Talk all you want about South Carolinas vaunted offense, the real interest in Saturday nights game at Williams-Brice Stadium was the performance of the Gamecocks defense.
No doubting it, much progress was made.
Missed assignments, soft play by linebackers and the secondary, poor tackling. It all contributed to a forgettable performance in the loss to Georgia, which rolled up 41 points, 536 yards and a major hurt on the defensive units pride.
Not so Saturday.
Granted, this was Vanderbilt, not Georgia. Vanderbilt has an all-star receiver in Jordan Matthews, but it has no Aaron Murray as a quarterback or Todd Gurley as a running back like Georgia.
No matter. What USC needed to find out is if it could line up properly, play assignments properly and properly take the fight to an opposing offense, no matter its firepower.
On most counts, that happened Saturday. It certainly happened enough to please Lorenzo Ward, USCs defensive coordinator.
Totally, Ward said when asked if he was encouraged by his units play.
Forget that Vanderbilt put 25 points on the scoreboard. One Vanderbilt touchdown scored on a 1-yard drive following a USC turnover. Another scored on a 19-yard drive following a turnover. A field goal came from 54 yards away to close out the first half.
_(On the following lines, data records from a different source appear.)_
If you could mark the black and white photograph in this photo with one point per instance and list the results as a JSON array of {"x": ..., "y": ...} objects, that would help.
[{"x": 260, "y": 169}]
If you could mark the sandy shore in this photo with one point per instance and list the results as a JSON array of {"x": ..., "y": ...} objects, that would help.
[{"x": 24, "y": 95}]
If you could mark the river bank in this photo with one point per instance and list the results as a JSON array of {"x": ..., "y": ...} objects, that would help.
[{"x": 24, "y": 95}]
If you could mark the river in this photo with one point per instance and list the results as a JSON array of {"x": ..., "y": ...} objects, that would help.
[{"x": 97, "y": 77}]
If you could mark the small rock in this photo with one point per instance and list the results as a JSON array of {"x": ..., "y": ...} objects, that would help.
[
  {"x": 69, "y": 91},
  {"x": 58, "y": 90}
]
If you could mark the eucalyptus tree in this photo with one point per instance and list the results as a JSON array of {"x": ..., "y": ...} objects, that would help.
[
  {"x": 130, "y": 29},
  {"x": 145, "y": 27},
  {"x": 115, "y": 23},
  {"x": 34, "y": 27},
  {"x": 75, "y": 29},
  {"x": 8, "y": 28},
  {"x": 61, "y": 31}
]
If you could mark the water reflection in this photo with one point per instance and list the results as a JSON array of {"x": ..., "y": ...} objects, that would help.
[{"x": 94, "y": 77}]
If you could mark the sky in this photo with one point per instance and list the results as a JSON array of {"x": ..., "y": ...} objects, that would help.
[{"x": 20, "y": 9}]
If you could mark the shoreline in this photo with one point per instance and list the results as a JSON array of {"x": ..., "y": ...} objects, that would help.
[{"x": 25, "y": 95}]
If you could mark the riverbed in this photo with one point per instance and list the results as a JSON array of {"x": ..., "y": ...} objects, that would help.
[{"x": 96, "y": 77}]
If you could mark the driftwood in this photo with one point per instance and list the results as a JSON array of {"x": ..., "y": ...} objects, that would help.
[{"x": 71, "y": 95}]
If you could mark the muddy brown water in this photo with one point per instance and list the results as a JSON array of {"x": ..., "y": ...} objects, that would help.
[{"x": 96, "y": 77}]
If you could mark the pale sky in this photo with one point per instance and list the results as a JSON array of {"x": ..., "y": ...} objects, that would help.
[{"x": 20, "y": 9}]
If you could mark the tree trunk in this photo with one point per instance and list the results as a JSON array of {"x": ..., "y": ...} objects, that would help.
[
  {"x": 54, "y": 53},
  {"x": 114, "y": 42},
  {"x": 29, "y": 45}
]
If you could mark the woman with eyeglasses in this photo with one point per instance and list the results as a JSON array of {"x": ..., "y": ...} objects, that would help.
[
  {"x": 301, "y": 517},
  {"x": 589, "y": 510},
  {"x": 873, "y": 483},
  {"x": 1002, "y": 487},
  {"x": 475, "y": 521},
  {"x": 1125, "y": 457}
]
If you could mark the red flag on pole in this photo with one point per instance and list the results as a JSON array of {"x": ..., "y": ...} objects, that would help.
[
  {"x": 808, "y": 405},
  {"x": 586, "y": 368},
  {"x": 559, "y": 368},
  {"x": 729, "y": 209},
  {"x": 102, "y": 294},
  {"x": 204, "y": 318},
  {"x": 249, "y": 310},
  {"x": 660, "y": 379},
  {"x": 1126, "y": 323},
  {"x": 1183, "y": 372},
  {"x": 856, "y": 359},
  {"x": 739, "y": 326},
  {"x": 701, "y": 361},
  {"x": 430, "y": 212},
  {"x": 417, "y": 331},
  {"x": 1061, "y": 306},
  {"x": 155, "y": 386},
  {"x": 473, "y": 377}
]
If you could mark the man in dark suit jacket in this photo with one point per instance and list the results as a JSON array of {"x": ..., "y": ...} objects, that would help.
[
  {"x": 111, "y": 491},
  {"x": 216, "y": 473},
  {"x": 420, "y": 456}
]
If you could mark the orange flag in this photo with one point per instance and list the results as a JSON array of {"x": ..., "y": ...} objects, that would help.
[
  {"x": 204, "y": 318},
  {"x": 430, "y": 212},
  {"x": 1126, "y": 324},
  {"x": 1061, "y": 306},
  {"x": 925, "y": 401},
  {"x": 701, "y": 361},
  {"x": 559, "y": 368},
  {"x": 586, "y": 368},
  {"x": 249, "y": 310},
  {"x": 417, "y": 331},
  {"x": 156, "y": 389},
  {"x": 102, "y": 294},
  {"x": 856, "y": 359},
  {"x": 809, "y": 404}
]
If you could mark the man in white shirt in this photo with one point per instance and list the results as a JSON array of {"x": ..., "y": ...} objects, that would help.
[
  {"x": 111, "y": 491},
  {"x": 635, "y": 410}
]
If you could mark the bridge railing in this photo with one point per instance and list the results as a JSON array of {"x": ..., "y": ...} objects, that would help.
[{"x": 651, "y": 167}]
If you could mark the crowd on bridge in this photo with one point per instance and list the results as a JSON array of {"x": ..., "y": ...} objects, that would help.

Vanderbilts longest drive included 10 plays and went 49 yards for a touchdown.
There were more important numbers than Vanderbilts scoring total. Consider this: USC limited the Commodores to 268 yards of offense. The Gamecocks defense forced its first two turnovers of the season. Vanderbilt was two of 12 on third-down conversions and managed 14 first downs.
Following the Georgia loss, USC coaches talked about needing to make changes, perhaps including personnel but also to include schemes. That is not what happened, according to Ward.
A lot of times when things go bad, when you have failure, sometimes you think you have to overhaul, Ward said. But really, its just slight adjustment.
Ward said, perhaps, he previously was asking too much of his younger players, particularly among the linebacker corps. So, he said, it was a matter of drawing a baseline and going back to nuts and bolts.
So, weve got to go back to one-on-one football and just keep it simple and do some of the things weve done around here for a long time, Ward said.
That meant placing an emphasis on stopping opponents on third down and forcing turnovers. In its opening two games, opponents completed 13 of 33 third downs and USC was unable to force a turnover.
From the get-go, the defense looked as if it was in an angry mood after last weeks humiliation. On Vanderbilts third play from scrimmage, defensive end Chaz Sutton smothered quarterback Austyn Carta-Samuels for a 5-yard loss.
The tone was set.
Not until the second half did Vanderbilt seem to get into any kind of rhythm on offense. The Commodores ran 24 plays and moved the ball 94 yards in the first half. They managed four first downs.
If only USC could have bottled that first half.
After halftime, USC had trouble at times dealing with the Wildcat formation. And the secondary looked confused and out of sorts on Vanderbilts 19-yard touchdown pass from Carta-Samuels to Wesley Tate. It left several members of the USC secondary in finger-pointing mode.
Those instances were the exception on this night. For the most part, USCs defense looked solid. It registered eight tackles for loss. Sutton had the one sack and combined with Mason Harris on another. Jadeveon Clowney, Kelcy Quarles and Sharrod Golightly also had sacks.
Then, when Vanderbilt had a chance to pull within 3 points in the fourth quarter, cornerback Jimmy Legree secured the win with a nifty interception on a look-in pass from Carta-Samuels.
It all added up to a good baseline for the defense moving forward.